Ignorant even of identity, heedless of his fate, Dickery Evan floated on the sluggish solar tides of Zygra.
VII
ARMS ACHING, hands sore from gripping the crude paddle, Horst Lampeter kept thinking of Solomon and how real, how physical, this work made his loss seem. Their boat was difficult enough to drive along anyway, consisting as it did of only a rough frame supporting them on half a hundred pieces of bladderwrack, the cysts inflated by lungpower and resealed with a gummy exudation from the stems of dinglybells. Every other day it was necessary to check the whole caboodle and replace a dozen or so of the cysts which were starting to rot.
But while Solomon had been with them paddling had been disproportionately easier.

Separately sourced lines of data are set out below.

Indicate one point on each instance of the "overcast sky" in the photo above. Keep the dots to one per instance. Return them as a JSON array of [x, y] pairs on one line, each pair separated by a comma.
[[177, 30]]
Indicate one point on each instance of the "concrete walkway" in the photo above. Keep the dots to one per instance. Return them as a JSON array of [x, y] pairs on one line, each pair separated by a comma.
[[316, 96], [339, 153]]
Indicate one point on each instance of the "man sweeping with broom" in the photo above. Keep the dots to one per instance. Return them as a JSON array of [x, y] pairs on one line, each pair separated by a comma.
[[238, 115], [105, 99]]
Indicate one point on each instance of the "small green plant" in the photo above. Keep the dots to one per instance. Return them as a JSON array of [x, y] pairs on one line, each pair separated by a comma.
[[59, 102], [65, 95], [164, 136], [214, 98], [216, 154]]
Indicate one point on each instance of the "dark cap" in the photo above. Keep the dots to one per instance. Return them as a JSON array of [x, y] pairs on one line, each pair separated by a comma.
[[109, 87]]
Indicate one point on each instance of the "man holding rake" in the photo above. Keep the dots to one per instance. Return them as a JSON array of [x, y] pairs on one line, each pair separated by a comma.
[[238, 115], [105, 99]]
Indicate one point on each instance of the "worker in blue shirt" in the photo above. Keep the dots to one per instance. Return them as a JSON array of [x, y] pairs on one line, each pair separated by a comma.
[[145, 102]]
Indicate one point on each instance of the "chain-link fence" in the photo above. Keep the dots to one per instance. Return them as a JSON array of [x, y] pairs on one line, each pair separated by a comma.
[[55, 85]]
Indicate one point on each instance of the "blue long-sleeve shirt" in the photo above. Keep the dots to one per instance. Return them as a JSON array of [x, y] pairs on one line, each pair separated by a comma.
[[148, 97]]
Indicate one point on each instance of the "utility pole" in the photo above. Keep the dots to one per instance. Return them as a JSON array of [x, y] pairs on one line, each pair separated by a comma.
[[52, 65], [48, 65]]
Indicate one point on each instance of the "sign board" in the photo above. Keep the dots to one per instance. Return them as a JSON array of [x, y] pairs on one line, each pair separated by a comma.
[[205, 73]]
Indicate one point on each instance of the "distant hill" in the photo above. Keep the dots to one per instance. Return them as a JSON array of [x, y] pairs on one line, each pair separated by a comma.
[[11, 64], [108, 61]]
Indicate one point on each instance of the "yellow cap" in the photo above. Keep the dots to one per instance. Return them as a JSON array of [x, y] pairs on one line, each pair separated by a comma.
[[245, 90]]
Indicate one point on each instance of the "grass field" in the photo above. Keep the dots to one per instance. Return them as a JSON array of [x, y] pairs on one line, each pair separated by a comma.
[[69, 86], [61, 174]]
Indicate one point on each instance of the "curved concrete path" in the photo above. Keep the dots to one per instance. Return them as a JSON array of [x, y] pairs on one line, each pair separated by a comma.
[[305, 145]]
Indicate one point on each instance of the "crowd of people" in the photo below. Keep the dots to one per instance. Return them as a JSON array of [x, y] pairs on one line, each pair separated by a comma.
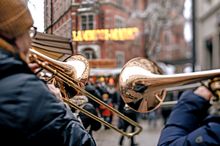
[[32, 112]]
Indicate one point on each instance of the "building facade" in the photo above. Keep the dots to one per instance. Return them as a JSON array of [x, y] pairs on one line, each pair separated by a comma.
[[208, 34], [120, 34]]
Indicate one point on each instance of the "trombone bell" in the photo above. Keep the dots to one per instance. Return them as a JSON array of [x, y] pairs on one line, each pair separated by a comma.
[[73, 72], [143, 87]]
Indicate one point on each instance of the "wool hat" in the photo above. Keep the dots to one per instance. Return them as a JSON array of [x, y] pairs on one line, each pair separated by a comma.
[[15, 18]]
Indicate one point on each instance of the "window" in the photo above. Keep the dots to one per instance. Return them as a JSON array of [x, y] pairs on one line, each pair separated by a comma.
[[119, 22], [89, 53], [87, 22]]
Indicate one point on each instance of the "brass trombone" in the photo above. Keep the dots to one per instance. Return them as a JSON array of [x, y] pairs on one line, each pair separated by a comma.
[[143, 88], [74, 73]]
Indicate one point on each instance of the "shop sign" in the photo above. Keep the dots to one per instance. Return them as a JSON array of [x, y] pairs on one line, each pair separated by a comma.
[[117, 34]]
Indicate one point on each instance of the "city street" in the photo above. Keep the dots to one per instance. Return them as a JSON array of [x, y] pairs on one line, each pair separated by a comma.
[[148, 137]]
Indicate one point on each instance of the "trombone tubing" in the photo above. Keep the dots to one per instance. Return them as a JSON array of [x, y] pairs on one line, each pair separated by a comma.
[[71, 82]]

He'd driven his blade harder than Horst and Coberley put together—Victor could be ignored, since he was the weakest of any of them and often fainted after a couple of hours in full sun. Also, Solomon had been able to crack an occasional joke, tell a story, true or invented, or sing bawdy songs in his resonant bass voice.
Now he rots among the roots .... He'd have made a joke of that too—or a new verse for one of his songs.
"Take the right-hand side of that weed ahead!" Victor called in his thin, piping imitation of a shout.
"Does it matter?" Coberley snarled. "We don't even know if we're on the same half of the damned planet as the main station!"
"But we are," Victor insisted, sounding close to tears. Horst suspected that both he and Coberley had been equally affected by the death of Solomon, though none of them—including himself—had said how much he was missed. They gave their feelings away all the time, nonetheless: Coberley had been more than ever irascible since the disaster, while Victor had taken to whimpering aloud.
"Haven't we seen the monitors nearby?" Victor went on.